After comprehensive analysis, this paper selects total cloud cover, irradiance, relative humidity, and surface temperature as relevant weather features for PV power to proceed with the next MVMD and prediction process.
5.3. MVMD Decomposition
Next, the relevant weather features and PV power time series are combined for MVMD to obtain frequency-aligned multivariate intrinsic modes. Considering that when the number of decompositions exceeds seven, the IMF central frequencies show too many similarities, and having too many decompositions increases the computational burden on the model, this paper sets the number of MVMD
K to seven. The multivariate mode diagram and FFT frequency diagram are shown in
Figure 3 and
Figure 4.
According to
Figure 3, PV power, total cloud cover, irradiance, relative humidity, and surface temperature are input as five channels into MVMD for decomposition. Each channel consists of seven IMF features. Unlike VMD, each channel’s IMF is a feature decomposition chart of multidimensional data in both time and spatial dimensions. IMF1 is the primary decomposition component of each channel, retaining the main feature information. IMF2 to IMF7 in each channel represent different frequency components, with their frequencies progressively decreasing. They represent lower-frequency components or long-term variations over different time scales.
As seen in
Figure 3 and
Figure 4, the same IMF index across different feature channels has a consistent frequency distribution. This indicates that because MVMD can perform multivariate decomposition, the central frequencies of IMF1 to IMF7 obtained from the decomposition of PV power and meteorological factor channels are the same, achieving time–frequency synchronized analysis. This ensures that the prediction model is built at the same central frequency. Therefore, the same IMF index in each channel represents a distinct time scale, providing the model with rich information across different time scales and improving the prediction accuracy for various PV power IMFs.

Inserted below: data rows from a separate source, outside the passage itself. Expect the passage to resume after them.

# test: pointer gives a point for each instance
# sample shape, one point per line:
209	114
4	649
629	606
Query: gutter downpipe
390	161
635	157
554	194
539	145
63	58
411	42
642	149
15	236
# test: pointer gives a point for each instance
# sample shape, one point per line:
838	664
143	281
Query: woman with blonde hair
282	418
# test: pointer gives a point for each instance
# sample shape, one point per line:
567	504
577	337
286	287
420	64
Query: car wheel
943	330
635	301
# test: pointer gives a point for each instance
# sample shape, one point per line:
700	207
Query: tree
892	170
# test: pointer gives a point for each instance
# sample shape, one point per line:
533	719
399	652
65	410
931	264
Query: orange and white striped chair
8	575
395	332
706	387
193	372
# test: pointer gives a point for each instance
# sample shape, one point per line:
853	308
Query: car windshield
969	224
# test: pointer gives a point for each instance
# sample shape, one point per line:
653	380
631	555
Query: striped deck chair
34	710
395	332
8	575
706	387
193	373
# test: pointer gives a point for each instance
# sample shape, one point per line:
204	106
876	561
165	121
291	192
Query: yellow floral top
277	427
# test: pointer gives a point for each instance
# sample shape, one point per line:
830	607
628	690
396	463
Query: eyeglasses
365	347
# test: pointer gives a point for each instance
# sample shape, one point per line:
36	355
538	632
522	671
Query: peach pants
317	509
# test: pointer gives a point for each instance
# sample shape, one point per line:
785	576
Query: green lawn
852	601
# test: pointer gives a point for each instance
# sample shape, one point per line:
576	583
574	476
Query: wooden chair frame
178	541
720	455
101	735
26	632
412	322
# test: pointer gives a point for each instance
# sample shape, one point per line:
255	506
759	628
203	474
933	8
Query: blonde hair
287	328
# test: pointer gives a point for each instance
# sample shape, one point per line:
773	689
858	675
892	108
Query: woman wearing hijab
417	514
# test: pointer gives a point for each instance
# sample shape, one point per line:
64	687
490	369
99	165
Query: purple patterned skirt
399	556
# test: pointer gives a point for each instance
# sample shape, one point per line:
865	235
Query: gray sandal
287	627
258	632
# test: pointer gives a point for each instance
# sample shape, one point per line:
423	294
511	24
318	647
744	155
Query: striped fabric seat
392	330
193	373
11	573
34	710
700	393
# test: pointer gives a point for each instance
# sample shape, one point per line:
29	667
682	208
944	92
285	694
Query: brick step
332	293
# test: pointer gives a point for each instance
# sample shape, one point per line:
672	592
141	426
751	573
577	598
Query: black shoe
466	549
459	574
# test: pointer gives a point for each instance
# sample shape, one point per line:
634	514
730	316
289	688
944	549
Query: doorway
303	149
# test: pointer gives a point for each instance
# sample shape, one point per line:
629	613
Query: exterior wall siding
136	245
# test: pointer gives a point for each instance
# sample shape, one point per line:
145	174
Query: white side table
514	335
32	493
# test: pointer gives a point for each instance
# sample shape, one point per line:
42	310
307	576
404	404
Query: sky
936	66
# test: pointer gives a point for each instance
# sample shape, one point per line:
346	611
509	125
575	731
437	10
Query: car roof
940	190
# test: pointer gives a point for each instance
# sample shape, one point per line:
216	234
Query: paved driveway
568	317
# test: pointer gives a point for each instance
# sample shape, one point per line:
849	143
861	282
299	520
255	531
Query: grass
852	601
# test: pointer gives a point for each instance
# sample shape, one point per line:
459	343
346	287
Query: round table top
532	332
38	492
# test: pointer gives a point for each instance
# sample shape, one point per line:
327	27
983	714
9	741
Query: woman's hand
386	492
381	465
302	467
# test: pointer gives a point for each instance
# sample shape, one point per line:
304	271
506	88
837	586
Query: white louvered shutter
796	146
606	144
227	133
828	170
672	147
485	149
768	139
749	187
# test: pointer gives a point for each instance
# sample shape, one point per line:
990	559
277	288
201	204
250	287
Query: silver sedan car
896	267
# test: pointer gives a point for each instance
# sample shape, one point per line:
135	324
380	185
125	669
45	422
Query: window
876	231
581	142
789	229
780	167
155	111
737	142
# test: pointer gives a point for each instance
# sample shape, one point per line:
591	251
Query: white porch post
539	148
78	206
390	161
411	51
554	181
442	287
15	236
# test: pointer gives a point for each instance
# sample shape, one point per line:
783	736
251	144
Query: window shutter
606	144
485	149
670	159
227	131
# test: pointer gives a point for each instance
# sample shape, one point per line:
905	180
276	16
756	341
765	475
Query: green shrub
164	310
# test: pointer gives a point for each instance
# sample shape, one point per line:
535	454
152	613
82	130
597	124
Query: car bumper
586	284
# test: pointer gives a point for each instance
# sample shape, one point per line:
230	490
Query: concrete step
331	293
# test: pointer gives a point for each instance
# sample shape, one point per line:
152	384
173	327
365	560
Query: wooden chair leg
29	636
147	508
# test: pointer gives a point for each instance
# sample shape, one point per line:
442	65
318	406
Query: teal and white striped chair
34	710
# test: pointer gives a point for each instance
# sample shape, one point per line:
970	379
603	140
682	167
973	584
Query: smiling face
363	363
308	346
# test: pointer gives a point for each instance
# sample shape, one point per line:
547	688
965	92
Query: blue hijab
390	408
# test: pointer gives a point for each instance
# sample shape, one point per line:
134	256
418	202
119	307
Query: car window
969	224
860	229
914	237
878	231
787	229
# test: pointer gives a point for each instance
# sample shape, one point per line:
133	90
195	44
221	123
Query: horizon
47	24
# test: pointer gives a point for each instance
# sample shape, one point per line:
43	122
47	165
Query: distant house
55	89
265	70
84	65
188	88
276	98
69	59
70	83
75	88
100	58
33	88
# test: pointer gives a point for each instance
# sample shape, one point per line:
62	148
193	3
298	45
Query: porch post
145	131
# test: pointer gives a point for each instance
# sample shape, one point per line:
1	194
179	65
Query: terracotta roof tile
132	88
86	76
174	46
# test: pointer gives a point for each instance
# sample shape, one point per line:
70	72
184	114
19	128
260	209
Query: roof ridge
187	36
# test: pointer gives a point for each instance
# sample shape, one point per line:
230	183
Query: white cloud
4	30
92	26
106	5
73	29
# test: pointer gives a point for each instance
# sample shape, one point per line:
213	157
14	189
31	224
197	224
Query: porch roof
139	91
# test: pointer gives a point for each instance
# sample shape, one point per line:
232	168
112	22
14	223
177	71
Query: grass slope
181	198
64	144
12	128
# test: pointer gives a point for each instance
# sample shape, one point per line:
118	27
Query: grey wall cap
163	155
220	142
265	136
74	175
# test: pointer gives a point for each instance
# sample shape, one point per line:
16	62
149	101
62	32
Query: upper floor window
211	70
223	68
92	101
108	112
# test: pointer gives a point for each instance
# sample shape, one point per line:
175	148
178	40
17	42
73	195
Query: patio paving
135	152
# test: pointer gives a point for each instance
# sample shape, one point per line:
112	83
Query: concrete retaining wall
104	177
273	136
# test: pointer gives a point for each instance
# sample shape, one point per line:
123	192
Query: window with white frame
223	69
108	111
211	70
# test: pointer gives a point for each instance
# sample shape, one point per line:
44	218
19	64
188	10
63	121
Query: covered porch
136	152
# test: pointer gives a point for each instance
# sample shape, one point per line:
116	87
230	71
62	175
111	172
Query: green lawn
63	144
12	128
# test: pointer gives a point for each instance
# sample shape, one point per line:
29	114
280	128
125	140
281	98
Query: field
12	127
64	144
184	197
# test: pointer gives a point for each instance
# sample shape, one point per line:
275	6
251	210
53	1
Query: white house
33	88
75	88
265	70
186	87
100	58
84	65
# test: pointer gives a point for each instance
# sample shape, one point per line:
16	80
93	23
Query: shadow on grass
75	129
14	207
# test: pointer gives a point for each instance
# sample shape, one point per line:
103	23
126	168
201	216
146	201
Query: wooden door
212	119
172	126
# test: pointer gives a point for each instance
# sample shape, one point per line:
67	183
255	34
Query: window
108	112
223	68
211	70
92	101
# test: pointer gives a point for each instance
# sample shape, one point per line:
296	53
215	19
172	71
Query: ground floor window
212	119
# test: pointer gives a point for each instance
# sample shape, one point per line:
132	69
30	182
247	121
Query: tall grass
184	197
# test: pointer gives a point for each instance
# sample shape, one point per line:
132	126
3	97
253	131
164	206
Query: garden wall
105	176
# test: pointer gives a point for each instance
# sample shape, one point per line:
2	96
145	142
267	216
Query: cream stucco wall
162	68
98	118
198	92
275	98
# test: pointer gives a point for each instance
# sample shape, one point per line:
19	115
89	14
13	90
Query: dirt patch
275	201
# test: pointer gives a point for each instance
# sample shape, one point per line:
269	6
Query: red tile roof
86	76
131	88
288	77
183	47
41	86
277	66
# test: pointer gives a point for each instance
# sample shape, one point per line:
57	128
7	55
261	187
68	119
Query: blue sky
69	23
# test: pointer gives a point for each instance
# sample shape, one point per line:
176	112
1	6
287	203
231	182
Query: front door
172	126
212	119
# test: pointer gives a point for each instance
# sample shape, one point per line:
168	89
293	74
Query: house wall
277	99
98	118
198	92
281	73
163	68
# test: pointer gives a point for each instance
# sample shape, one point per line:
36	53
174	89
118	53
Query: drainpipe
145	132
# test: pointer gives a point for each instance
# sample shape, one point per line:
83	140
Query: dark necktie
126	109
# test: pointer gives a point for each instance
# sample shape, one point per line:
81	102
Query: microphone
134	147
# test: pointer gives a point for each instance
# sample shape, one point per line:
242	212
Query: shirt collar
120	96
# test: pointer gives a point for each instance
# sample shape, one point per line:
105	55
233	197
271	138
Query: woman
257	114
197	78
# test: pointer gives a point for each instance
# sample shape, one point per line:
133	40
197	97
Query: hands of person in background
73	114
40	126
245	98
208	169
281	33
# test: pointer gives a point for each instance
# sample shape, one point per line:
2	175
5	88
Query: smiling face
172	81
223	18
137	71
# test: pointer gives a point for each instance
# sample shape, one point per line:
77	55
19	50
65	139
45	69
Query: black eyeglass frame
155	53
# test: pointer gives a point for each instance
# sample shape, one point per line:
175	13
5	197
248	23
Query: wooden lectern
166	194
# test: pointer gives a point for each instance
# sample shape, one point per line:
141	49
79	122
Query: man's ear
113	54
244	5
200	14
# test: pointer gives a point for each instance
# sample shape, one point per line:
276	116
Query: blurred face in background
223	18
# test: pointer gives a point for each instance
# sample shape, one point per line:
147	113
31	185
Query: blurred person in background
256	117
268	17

5.4. Informer PV Prediction
The experimental environment for the Informer model includes Python 3.9, Pytorch 2.0.0 framework, Windows 11 system, with hardware configuration of 16 GB RAM, 12th Gen Intel i7-12700H processor, and NVIDIA GeForce RTX 3060 workstation GPU.
In the prediction phase, for each power IMF, an experimental dataset is built using weather multivariate intrinsic modes of the same frequency. These are then input into the prediction model to train and forecast the predicted results of each mode, which are combined to obtain the overall PV power generation.
In this study, a single day from the experimental dataset is randomly selected as the target prediction day. The data from the preceding 50 days are partitioned into 80% for training, 10% for validation, and 10% for testing to initialize the model parameters. Given that the sampling frequency of the training data is every 15 min, the prediction step length is set to 96. The Adam optimizer is employed, with the learning rate adjusted within the [0, 1] range. Model parameters such as batch size, dropout rate, number of encoders, number of decoders, and the number of training epochs are fine-tuned based on the training dataset. By iteratively selecting different target prediction days and repeating the aforementioned process, a highly generalized model was ultimately developed for subsequent experiments.
Table 2 presents the key parameter settings for the prediction model on the target prediction day.
In the comparison experiment, the models introduced include the non-decomposed Informer prediction model, CNN-LSTM prediction model, WaveNet prediction model, MVMD-CNN-LSTM prediction model, MVMD-WaveNet prediction model, and the proposed MVMD-Informer prediction model. These models are compared to explore the differences between the proposed method and other methods. The actual and predicted power values for the target day are shown in
Figure 5, and the error boxplot is shown in
Figure 6.
Based on
Figure 5 and
Figure 6, the prediction curve of the proposed MVMD-Informer prediction model is the closest to the actual values, yielding the best predictive performance. Comparing the prediction performance across different neural networks, the inclusion of MVMD improves prediction accuracy in all cases, showing that MVMD achieves time–frequency synchronized analysis of PV power and meteorological sequences and performs multivariate decomposition. Therefore, it aligns more closely with the real operating conditions of distributed PV power plants, improving prediction accuracy.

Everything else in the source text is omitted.